Jim Buhler comments on Rethinking the Value of Working on AI Safety

Jim Buhler 10 Jan 2025 9:26 UTC
7 points
1 ∶ 0
Do you think that AI safety is i) at least a bit good in expectation (but like with a determinate credence barely higher than 50% because high risk/uncertainty) or ii) you don’t have determinate credences and feel clueless/agnostic about this? I feel like your post implicitly keeps jumping back and forth between these two positions, and only (i) could support your conclusions. If we assume (ii), everything falls apart. There’s no reason to support a cause X (or the exact opposite of X) to any degree if one is totally clueless about whether it is good.

Thanks for writing this :)
- Johan de Kock 10 Jan 2025 15:19 UTC
  3 points
  0 ∶ 0
  Parent
  One of the reasons I wrote this post was to reflect on excellent comments like yours. Thank you for posting and spotting this inconsistency!
  You rightly point out that I jump between i) and ii). The short answer is that, at least for AI safety, I feel clueless or agnostic about whether this cause is positive in expectation. @Mo Putera summarised this nicely in their comment. I am happy to expand on the reasons as to why I think that.
  What is your perspective here? If you do have a determinate credence above 50% for AI safety work, how do you arrive at this conclusion? I know you have been also doing some in-depth thinking on the topic of cluelessness.
  Next, I want to push back on your claim that if ii) is correct, everything collapses. I agree that this would lead to the conclusion that we are probably entirely clueless about longtermist causes, probably the vast majority of causes in the world. However, it would make me lean toward near-term areas with much shorter causal chains, where there is a smaller margin of error—for example, caring for your family or local animals, which carry a low risk of backfiring.
  Although, to be fair, this is unclear as well if one is also clueless about different moral frameworks. For example, helping a young child who fell off their skateboard might seem altruistic but could inadvertently increase their ambition, leading them to become the next Hitler or a power-seeking tech CEO. And to take this to the next level: not taking an action also has downsides (e.g not addressing the ongoing suffering in the world). Yaay!

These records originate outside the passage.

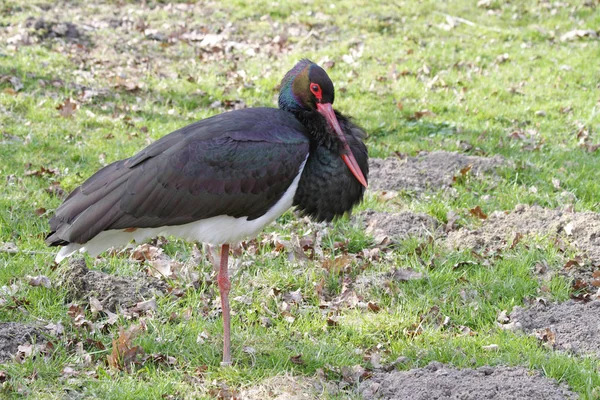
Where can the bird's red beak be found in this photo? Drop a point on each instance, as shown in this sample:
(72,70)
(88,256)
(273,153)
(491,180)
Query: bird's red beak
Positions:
(326,110)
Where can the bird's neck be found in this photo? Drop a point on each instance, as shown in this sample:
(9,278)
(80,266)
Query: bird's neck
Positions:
(319,131)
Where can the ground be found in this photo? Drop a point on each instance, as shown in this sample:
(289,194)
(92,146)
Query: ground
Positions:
(471,269)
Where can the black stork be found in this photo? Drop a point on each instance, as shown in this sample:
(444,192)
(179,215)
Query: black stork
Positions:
(223,179)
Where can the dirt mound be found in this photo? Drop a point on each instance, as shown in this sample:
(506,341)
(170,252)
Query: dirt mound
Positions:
(570,326)
(53,29)
(581,230)
(287,388)
(437,381)
(15,334)
(399,226)
(112,292)
(434,170)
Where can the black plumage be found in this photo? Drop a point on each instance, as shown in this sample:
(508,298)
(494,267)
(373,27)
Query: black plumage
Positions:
(224,178)
(237,164)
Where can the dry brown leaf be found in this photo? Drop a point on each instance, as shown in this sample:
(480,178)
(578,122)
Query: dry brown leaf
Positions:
(41,171)
(478,212)
(293,297)
(297,359)
(373,307)
(339,263)
(68,108)
(516,240)
(420,114)
(145,252)
(546,335)
(406,274)
(464,171)
(39,280)
(124,355)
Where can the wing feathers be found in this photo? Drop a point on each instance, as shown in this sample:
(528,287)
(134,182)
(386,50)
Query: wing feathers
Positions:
(237,164)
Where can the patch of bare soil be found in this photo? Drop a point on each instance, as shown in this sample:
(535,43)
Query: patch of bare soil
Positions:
(434,170)
(581,230)
(15,334)
(287,388)
(113,292)
(399,226)
(52,29)
(441,382)
(570,326)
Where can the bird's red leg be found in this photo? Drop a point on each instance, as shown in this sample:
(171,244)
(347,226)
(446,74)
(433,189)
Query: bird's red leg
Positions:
(224,286)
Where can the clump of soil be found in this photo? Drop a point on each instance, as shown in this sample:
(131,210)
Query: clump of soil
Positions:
(578,229)
(15,334)
(113,292)
(287,388)
(399,226)
(52,29)
(570,326)
(433,171)
(438,381)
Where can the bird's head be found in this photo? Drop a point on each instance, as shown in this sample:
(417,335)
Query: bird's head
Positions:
(306,88)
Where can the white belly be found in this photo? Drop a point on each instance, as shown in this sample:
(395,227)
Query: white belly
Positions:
(215,230)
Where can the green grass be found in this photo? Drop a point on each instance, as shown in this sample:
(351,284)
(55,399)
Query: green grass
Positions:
(406,61)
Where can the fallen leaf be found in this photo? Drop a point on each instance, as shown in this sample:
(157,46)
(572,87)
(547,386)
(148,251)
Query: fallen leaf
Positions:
(465,170)
(68,108)
(124,355)
(420,114)
(406,274)
(569,229)
(546,336)
(516,240)
(145,252)
(478,212)
(293,297)
(39,280)
(491,347)
(579,34)
(148,305)
(297,359)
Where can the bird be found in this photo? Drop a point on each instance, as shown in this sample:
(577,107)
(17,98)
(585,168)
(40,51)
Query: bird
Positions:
(221,180)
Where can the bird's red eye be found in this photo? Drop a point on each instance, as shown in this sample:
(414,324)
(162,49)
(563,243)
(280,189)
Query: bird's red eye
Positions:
(316,90)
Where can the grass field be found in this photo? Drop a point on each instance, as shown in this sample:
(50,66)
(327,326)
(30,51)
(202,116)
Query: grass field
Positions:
(517,79)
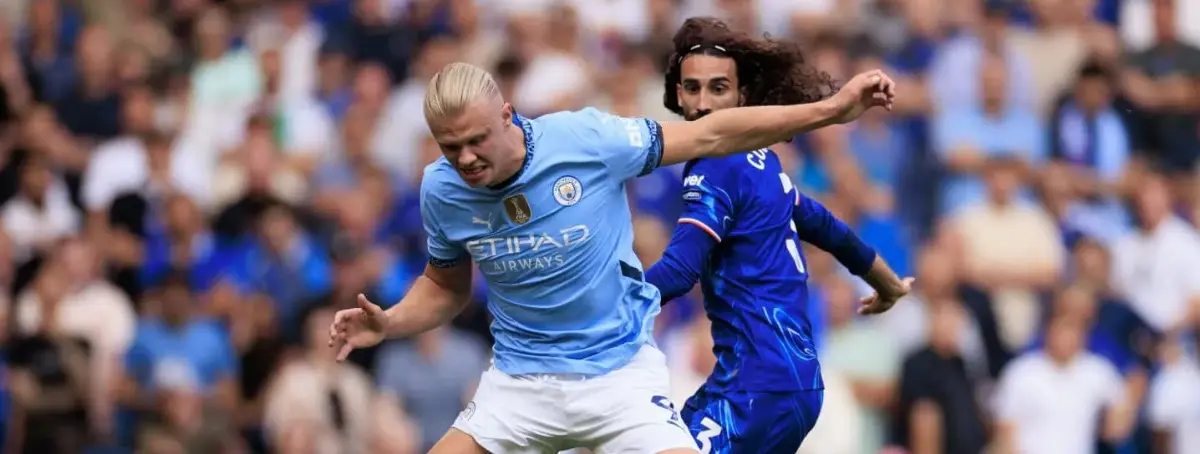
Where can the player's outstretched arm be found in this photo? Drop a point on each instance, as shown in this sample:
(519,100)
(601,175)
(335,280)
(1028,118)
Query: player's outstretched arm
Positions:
(887,285)
(819,227)
(744,129)
(679,268)
(436,297)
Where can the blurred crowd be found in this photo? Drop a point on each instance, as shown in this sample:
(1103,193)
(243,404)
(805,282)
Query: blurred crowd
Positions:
(189,190)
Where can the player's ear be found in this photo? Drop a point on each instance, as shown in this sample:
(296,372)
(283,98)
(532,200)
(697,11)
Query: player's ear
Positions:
(507,113)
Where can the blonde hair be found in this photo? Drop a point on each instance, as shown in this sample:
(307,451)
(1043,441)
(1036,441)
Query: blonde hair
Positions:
(456,87)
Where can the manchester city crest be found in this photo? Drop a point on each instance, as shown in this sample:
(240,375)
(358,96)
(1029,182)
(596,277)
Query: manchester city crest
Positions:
(568,191)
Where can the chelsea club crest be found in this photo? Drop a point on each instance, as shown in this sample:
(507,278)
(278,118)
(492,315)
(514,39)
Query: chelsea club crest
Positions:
(568,191)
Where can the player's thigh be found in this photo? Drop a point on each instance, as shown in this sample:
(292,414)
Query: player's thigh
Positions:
(508,416)
(628,411)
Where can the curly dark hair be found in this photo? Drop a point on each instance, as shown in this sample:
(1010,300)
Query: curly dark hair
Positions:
(771,71)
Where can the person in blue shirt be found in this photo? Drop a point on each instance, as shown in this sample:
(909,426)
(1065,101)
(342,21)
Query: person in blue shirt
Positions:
(739,236)
(540,205)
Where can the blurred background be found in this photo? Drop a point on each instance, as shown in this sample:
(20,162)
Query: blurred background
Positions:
(191,187)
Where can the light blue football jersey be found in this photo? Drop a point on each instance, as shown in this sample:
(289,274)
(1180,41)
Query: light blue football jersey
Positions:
(555,243)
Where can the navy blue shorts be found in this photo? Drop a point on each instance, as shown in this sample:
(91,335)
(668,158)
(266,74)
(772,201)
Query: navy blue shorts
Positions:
(751,423)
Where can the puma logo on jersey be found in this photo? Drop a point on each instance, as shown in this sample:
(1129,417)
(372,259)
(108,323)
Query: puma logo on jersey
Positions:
(483,222)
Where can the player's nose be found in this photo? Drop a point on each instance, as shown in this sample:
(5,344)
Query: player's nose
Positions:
(467,157)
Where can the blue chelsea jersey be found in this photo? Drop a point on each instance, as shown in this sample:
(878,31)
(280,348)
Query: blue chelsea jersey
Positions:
(555,243)
(755,282)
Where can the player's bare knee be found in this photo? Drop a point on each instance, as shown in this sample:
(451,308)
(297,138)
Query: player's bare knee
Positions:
(457,442)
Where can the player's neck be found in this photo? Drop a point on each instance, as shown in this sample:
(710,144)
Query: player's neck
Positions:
(515,142)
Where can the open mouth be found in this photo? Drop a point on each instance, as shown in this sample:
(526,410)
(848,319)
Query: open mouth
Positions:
(473,173)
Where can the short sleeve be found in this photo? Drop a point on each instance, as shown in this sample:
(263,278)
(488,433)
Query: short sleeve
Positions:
(629,147)
(708,197)
(443,252)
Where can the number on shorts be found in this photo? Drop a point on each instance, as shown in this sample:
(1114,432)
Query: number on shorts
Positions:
(661,401)
(706,436)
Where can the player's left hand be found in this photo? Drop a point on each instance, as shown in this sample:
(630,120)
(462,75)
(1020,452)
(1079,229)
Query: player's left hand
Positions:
(862,93)
(876,304)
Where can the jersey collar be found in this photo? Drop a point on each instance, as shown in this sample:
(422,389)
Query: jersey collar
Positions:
(527,127)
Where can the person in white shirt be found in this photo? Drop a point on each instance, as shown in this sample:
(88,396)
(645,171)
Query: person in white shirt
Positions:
(1157,268)
(41,211)
(1174,404)
(1050,401)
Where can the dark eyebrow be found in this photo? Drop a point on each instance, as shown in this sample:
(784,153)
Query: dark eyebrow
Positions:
(468,139)
(695,79)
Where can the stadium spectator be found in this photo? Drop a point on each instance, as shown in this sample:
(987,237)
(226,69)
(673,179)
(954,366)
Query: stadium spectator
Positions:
(937,411)
(180,376)
(1090,145)
(953,70)
(869,369)
(967,136)
(1012,267)
(333,407)
(1163,90)
(1158,285)
(41,211)
(84,308)
(1054,401)
(1174,406)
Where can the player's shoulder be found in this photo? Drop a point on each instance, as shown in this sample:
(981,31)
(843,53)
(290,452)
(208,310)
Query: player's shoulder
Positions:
(589,123)
(438,179)
(580,118)
(737,163)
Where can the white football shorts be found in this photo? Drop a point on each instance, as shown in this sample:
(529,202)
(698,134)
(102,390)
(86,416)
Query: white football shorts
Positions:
(624,411)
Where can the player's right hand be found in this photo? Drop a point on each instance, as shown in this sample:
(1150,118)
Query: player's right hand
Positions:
(862,93)
(877,303)
(357,328)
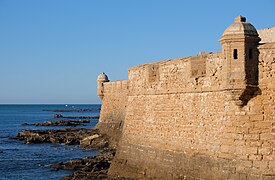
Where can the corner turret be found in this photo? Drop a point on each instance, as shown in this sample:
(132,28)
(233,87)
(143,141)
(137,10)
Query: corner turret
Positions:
(101,79)
(239,48)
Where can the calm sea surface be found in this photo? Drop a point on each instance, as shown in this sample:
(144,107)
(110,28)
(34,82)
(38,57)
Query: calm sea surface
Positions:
(33,161)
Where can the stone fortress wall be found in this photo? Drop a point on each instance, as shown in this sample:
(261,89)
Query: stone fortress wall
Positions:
(209,116)
(113,108)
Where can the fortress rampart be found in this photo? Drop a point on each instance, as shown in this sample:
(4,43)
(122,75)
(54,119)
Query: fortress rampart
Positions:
(209,116)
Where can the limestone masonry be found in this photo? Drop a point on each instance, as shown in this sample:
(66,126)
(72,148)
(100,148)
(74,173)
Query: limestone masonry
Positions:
(210,116)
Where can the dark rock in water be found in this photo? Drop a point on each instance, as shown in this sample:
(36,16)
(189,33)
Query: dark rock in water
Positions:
(73,110)
(60,123)
(75,117)
(70,136)
(88,167)
(57,116)
(27,124)
(85,168)
(64,123)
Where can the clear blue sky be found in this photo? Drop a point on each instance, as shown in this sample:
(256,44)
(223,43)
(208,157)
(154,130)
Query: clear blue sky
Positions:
(51,51)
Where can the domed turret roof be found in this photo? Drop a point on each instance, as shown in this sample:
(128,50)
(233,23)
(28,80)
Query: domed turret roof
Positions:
(241,27)
(102,77)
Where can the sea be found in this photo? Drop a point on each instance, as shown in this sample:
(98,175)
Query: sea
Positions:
(19,160)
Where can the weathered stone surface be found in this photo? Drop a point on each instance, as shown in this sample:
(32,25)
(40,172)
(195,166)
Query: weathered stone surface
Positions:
(209,116)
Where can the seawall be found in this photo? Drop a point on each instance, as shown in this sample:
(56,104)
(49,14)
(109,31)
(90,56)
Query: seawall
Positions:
(209,116)
(113,110)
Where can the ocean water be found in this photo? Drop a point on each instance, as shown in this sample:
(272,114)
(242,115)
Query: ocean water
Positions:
(33,161)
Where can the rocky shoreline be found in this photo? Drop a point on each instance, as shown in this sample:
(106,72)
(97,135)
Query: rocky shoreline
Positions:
(84,168)
(60,123)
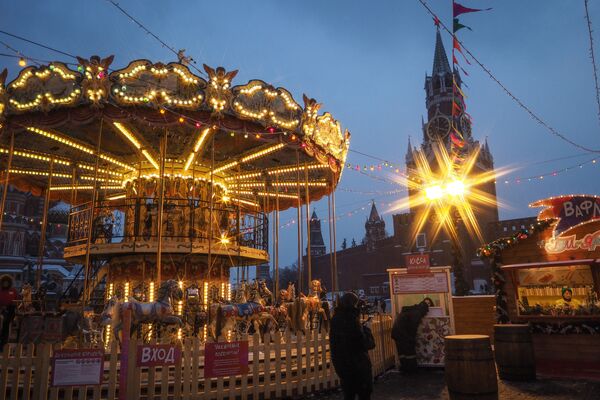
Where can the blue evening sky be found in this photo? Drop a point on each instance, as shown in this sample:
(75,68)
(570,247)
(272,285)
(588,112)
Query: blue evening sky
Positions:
(366,62)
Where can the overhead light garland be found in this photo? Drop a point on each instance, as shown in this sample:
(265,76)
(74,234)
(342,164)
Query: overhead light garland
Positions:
(497,246)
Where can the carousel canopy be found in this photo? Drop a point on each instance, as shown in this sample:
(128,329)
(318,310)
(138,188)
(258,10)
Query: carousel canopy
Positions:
(254,139)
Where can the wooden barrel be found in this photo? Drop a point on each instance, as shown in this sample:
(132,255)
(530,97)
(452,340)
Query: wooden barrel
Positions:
(513,349)
(470,369)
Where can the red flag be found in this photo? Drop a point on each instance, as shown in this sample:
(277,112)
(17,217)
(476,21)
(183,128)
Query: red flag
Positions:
(455,109)
(456,45)
(460,9)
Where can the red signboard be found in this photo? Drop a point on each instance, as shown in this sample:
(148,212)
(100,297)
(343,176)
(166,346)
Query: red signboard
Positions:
(158,355)
(417,263)
(436,282)
(77,367)
(225,359)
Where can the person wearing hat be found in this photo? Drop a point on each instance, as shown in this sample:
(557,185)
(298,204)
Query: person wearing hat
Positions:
(567,298)
(350,342)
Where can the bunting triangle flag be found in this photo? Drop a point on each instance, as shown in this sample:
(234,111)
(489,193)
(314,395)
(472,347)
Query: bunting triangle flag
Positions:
(459,90)
(459,9)
(457,26)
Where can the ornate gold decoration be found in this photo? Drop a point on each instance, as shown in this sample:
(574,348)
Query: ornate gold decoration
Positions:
(158,84)
(323,131)
(42,88)
(96,85)
(218,94)
(272,106)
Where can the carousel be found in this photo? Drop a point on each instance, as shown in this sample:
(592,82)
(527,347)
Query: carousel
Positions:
(172,179)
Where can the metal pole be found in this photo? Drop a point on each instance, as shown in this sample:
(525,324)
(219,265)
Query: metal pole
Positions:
(86,271)
(276,285)
(161,201)
(331,249)
(210,211)
(44,226)
(6,178)
(334,246)
(299,219)
(308,218)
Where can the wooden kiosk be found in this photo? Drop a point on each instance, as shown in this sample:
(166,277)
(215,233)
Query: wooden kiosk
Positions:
(410,286)
(549,277)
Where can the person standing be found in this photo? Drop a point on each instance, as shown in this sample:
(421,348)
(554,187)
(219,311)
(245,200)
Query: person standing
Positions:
(350,342)
(8,295)
(404,333)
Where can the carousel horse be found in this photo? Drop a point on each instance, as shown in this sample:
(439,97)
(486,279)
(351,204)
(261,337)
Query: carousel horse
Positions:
(159,311)
(314,309)
(239,316)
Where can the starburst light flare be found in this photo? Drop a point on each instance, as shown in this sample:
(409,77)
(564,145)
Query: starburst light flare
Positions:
(442,190)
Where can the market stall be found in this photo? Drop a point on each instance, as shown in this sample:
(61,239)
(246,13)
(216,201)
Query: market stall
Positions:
(411,286)
(549,277)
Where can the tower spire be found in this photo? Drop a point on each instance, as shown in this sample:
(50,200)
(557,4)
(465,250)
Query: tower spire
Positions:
(440,59)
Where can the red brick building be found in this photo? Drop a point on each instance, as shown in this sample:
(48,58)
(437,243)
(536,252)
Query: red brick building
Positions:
(364,266)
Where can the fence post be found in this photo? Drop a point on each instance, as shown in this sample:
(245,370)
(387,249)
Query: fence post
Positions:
(124,367)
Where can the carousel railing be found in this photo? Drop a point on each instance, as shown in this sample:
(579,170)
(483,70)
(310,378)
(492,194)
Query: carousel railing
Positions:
(183,220)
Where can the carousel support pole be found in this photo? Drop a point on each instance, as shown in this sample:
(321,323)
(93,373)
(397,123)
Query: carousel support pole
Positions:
(86,271)
(161,202)
(331,248)
(38,278)
(238,226)
(334,246)
(276,285)
(308,218)
(210,213)
(7,177)
(299,219)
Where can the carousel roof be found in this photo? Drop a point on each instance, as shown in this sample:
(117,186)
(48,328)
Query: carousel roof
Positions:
(264,141)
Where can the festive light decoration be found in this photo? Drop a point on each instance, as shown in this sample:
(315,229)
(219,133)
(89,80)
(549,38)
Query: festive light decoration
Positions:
(197,147)
(35,156)
(126,292)
(496,247)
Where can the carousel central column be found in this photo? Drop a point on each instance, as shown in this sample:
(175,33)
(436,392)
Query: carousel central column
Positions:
(86,271)
(44,227)
(299,219)
(7,176)
(308,255)
(161,202)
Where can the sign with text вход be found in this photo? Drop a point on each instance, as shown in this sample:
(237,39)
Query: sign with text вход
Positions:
(225,359)
(417,263)
(153,355)
(436,282)
(77,367)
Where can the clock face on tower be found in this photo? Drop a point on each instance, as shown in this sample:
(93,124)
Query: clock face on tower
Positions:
(465,125)
(438,127)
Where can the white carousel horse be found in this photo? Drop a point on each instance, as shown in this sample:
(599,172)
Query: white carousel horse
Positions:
(314,308)
(238,317)
(159,311)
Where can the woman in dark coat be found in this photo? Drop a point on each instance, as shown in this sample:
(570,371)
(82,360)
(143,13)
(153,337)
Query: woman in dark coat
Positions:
(404,333)
(350,342)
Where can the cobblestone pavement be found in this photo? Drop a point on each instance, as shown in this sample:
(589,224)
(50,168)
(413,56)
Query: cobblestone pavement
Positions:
(430,385)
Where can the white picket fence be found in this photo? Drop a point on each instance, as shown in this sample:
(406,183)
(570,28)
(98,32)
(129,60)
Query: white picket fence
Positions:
(282,366)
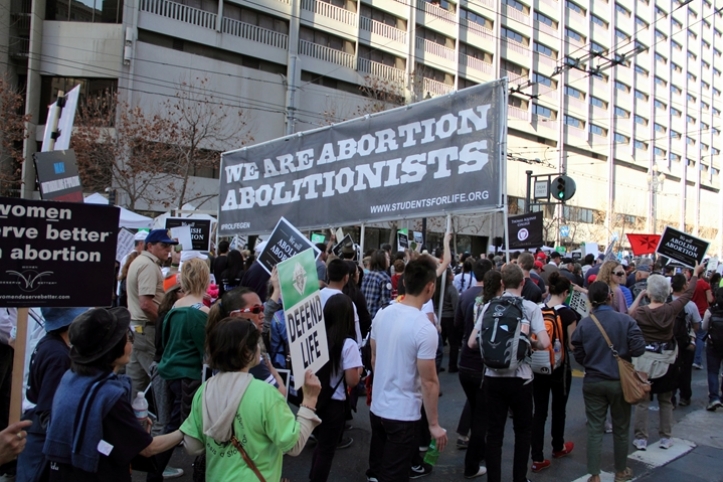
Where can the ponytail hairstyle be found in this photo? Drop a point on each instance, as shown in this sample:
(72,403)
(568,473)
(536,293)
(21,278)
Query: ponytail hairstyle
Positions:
(230,301)
(558,283)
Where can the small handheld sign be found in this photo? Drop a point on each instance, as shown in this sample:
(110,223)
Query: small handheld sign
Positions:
(303,313)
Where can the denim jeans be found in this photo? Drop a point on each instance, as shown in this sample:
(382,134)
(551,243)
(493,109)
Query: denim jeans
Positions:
(503,394)
(714,360)
(472,385)
(392,447)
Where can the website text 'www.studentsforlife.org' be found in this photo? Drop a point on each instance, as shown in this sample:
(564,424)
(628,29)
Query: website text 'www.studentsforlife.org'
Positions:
(430,201)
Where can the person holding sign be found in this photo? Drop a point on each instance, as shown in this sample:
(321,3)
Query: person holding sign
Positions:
(343,370)
(244,426)
(657,321)
(404,347)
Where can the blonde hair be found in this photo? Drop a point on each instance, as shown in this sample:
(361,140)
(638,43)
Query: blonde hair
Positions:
(606,273)
(195,277)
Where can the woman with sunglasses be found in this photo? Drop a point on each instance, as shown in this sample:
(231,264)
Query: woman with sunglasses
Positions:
(612,274)
(244,304)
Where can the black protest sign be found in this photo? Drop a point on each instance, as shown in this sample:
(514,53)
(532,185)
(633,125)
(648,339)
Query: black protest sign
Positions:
(285,241)
(346,241)
(525,231)
(57,254)
(200,231)
(682,247)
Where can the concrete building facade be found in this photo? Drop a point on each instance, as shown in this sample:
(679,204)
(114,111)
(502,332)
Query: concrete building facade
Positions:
(625,97)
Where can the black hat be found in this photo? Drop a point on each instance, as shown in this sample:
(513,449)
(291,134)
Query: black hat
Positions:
(95,332)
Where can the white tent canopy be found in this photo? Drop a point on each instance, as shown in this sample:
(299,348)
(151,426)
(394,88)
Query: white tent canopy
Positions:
(160,221)
(128,219)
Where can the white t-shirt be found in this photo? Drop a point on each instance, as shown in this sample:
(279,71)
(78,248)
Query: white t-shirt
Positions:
(350,358)
(403,334)
(327,293)
(533,315)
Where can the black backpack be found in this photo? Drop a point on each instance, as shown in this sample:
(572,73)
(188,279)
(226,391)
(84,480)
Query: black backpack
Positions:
(503,344)
(715,328)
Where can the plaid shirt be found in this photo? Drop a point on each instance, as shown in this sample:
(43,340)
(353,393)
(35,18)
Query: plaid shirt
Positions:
(377,290)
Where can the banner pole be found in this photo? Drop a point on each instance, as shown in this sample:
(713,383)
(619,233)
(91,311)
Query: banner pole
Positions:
(443,285)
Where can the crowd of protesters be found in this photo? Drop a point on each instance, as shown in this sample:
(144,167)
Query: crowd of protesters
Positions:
(204,339)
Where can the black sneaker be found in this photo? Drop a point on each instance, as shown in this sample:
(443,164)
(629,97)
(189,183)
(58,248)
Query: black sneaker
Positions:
(418,471)
(345,443)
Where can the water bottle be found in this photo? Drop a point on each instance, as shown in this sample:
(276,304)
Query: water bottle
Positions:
(140,408)
(432,454)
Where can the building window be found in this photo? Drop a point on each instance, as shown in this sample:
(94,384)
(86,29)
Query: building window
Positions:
(575,8)
(643,146)
(641,120)
(597,48)
(573,92)
(544,80)
(574,35)
(512,35)
(598,131)
(598,21)
(620,112)
(574,121)
(545,19)
(95,11)
(544,50)
(622,10)
(597,102)
(543,111)
(50,86)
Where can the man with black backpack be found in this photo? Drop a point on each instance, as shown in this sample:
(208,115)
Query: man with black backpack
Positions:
(504,326)
(713,324)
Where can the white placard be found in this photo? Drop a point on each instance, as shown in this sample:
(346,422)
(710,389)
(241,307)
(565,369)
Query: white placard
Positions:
(126,244)
(183,235)
(579,303)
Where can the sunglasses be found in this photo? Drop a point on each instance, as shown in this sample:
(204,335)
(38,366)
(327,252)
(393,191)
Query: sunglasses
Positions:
(256,309)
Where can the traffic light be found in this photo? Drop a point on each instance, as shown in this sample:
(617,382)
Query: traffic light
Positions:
(562,188)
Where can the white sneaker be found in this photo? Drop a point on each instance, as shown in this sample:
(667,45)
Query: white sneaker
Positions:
(482,470)
(640,443)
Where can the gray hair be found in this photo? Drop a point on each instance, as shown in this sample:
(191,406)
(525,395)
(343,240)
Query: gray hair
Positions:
(658,288)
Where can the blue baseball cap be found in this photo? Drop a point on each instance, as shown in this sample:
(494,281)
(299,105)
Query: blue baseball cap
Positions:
(160,236)
(56,318)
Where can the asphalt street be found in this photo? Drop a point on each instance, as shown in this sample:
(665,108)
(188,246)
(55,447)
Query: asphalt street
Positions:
(703,430)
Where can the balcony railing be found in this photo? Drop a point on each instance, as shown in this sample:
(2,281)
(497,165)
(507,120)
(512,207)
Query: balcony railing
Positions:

  If conclusion ii) is correct for all causes, altruism would indeed seem not possible from a consequentialist perspective. I don’t have a counterargument at the moment.
  I would love to hear your thoughts on this!
  Thank you for engaging :)
  - Jim Buhler 10 Jan 2025 21:17 UTC
    3 points
    0 ∶ 0
    Parent
    If you do have a determinate credence above 50% for AI safety work, how do you arrive at this conclusion?
    It happens that I do not. But I would if I believed there was evidence robust to unknown unknowns in favor of assuming “AI Safety work” is good, factoring in all the possible consequences from now until the end of time. This would require robust reasons to believe that current AI safety work actually increases rather than decreases safety overall AND that increased safety is actually good all things considered (e.g., that human disempowerment is actually bad overall). (See Guillaume’s comment on the distinction). I won’t elaborate on what would count as “evidence robust to unknown unknowns” in such a context but this is a topic for a future post/paper, hopefully.
    Next, I want to push back on your claim that if ii) is correct, everything collapses. I agree that this would lead to the conclusion that we are probably entirely clueless about longtermist causes, probably the vast majority of causes in the world. However, it would make me lean toward near-term areas with much shorter causal chains, where there is a smaller margin of error—for example, caring for your family or local animals, which carry a low risk of backfiring.
    Sorry, I didn’t mean to argue against that. I just meant that work you are clueless about (e.g. maybe AI safety work in your case?) shouldn’t be given any weight in your diversified portfolio. I didn’t mean to make any claim about what I personnally think we should or shouldn’t be clueless about. The “everything falls apart” was unclear and probably unwarranted.